Zimmer’s team will survey researchers on their privacy beliefs and practices. It will assess more than 500 data science programs nationwide to see how – or even if – students are trained in data ethics. In addition, Zimmer will analyze the data management plans submitted by researchers who are funded by the National Science Foundation. “Did they talk about privacy?” Zimmer wonders. “Did they address anonymity or try to de-identify data? Then, I’m going to look at whether there are differences across disciplines.”

The PERVADE team will also survey social media users, social media companies and universities’ institutional review boards to get their perspectives on the ethics of social media research. Institutional review boards are crucial to the research process, and any project involving human subjects must gain the board’s approval before proceeding.

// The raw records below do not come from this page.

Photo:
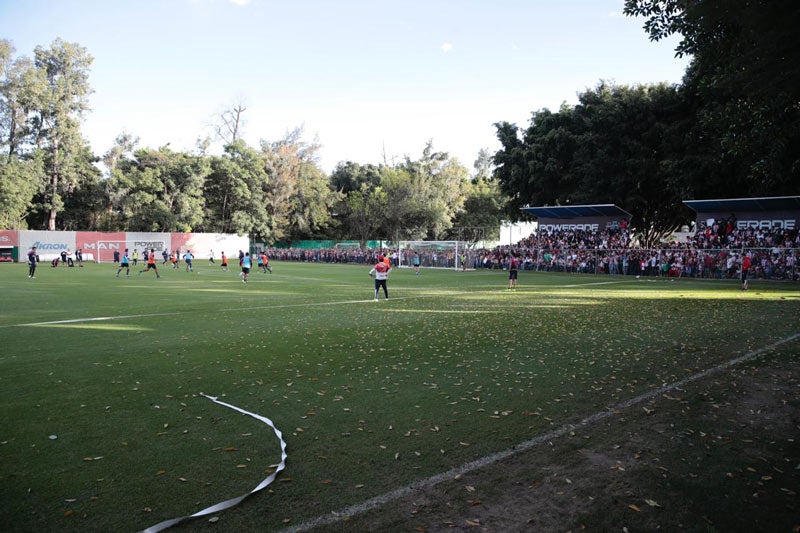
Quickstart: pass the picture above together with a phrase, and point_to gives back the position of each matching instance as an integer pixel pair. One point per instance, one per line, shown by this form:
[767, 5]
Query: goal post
[434, 254]
[104, 250]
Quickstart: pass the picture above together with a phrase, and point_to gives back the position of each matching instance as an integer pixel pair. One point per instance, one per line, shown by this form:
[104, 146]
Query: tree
[19, 81]
[160, 190]
[236, 192]
[744, 85]
[349, 176]
[229, 123]
[365, 212]
[483, 211]
[298, 196]
[60, 100]
[19, 179]
[619, 145]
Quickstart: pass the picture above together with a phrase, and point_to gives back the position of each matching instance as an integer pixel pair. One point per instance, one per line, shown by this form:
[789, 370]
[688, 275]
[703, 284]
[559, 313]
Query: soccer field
[103, 426]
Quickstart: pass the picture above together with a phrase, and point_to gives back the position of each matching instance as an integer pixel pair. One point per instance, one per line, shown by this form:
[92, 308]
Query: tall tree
[160, 190]
[299, 199]
[19, 84]
[743, 83]
[619, 145]
[19, 179]
[236, 193]
[229, 123]
[62, 98]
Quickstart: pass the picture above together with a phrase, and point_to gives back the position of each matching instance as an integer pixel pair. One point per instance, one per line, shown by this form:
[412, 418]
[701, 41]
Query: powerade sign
[563, 227]
[45, 246]
[155, 245]
[588, 223]
[767, 224]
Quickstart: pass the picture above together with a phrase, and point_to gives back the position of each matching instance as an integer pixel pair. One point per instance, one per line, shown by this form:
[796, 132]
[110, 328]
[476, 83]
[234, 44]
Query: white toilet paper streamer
[221, 506]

The goal is to protect subjects from a project’s potential to cause physical or psychological harm.

Zimmer worries about protecting subjects from reputational harm as well, which is why he takes a measured approach to online privacy. He knows some researchers believe it’s fine to capture and use any available data in the name of science, but for him, it comes down to informed consent.

“I don’t think I’m being radical in my position, but it’s often not what people want to hear,” he says. “My intention is not to stop research. We just need to make sure we’re doing it the right way, in the ways that respect the dignity and the autonomy of the subjects.”

Zimmer first became intrigued by the ethics of social media research in 2008. He’d heard sociological researchers at Harvard had tracked an “anonymous” class of freshmen on Facebook to see how their social networks and interests changed over time. At the end of the project, the researchers publicly released the data without students’ names attached. “I did a little digging,”

Zimmer says, “and within about two days, I was able to identify the data was actually from Harvard students.”

His critique on the researchers’ handling of subjects’ privacy drew the attention of The Chronicle of Higher Education and other national outlets.

“It was one of the first big cases that got people to think in a different way about internet research ethics,” Zimmer says. “It brought to light all kinds of questions: What is privacy? What kinds of rules should researchers follow if we’re going to use data from Facebook or Twitter?”

Zimmer knows how valuable a resource pervasive data can be for such tasks as building algorithms and studying human activity and communication. But he also knows that researchers, or even different disciplines, have different approaches to data.

As an example, Zimmer points to the high-profile case in which a Danish psychology graduate student collected data from some 70,000 users of the OkCupid dating site. The data was published in 2016 – including usernames, political beliefs and sexual preferences – with the reasoning that identities didn’t need to be protected because the information was already online and public to other OkCupid users. “We’re constantly running into this view,” Zimmer says, “that the data is already out there, so why do we need to worry about privacy.”

The PERVADE study will explore viewpoints from across the spectrum and offer researchers tools to navigate the information landscape.

“We’re hoping to generate a whole bunch of new knowledge and come up with a set of guidelines for research ethics in the big-data environment,” Zimmer says. “I think we’re going to have a big impact.”